Unfortunately, even now I think the inverse-Wishart is considered the standard, and people don’t always know about the scaled inverse-Wishart. Another problem is that people often think of these models in terms of how they work with direct multivariate data, but I’m more interested in the hierarchical modeling context where a set of parameters (for example, regression coefficients) vary by group.

## 2 thoughts on “The scaled inverse Wishart prior distribution for a covariance matrix in a hierarchical model”

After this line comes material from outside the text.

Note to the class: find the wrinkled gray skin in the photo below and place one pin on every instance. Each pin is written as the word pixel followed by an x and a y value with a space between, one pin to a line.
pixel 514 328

1. Thanks for the discussion! I’m not sure I agree with you, though. Sure, what matters most is how the prior behaves in the region that contains the bulk of the likelihood mass, and you can use that to fix the problem. It still feels like a hack, so I’d rather start with a clean solution if at all feasible (from the computational point of view). And I’d also argue the clean solution should be the default, because most end users don’t expect that kind of issue to crop up, I’d imagine.

• Simon: I’ll side with you on this, but first, all models are wrong so the question here is whether a less wrong model is enough more useful that benefits exceed the extra costs.

And as I understand Andrew, he does not consider posterior probabilities “as probabilities” to (usually) be useful in and of themselves (I agree) and so we need not even worry that priors and posteriors are really not probabilities (though one cannot depend on them having those properties).

Where I almost got burned using a published WinBugs script that used a convenient prior that the likelihood needed to “properly” correct was a problem involving three related proportions where the prior put a large amount of mass on proportions greater than one. In my sparse data set, the posterior ended up with a 30% probability on an implied (marginal) proportion of interest (something like p1/(p2 + p3) ) greater than one. A quick plot of the marginal prior did allow me to see the problem but I sent the WinBugs script off to a Bayesian colleague and asked why the posterior ended up being impossible.

They figured it out, but not right away and only after a lot of thought (that’s why I think people should regularly plot marginal priors, likelihoods and posteriors.) I then sent the query to the author of the script and they answered that the likelihood from their data got rid of the impossible prior probabilities, so it was not a problem. I followed up with “but you published it for common use, without that warning and strongly emphasized the value of having obtained posterior probabilities [of value in and of themselves] but the joint distribution is definitely miss-specified”.

But my main point here is that, if many people are unlikely to understand the limitations of a more wrong model, the benefits of the less wrong model will exceed the extra costs. On the other hand, if the limitations can somehow be made clear and automatically raised in the method for the more wrong model, the benefits of the less wrong model will not exceed the extra costs.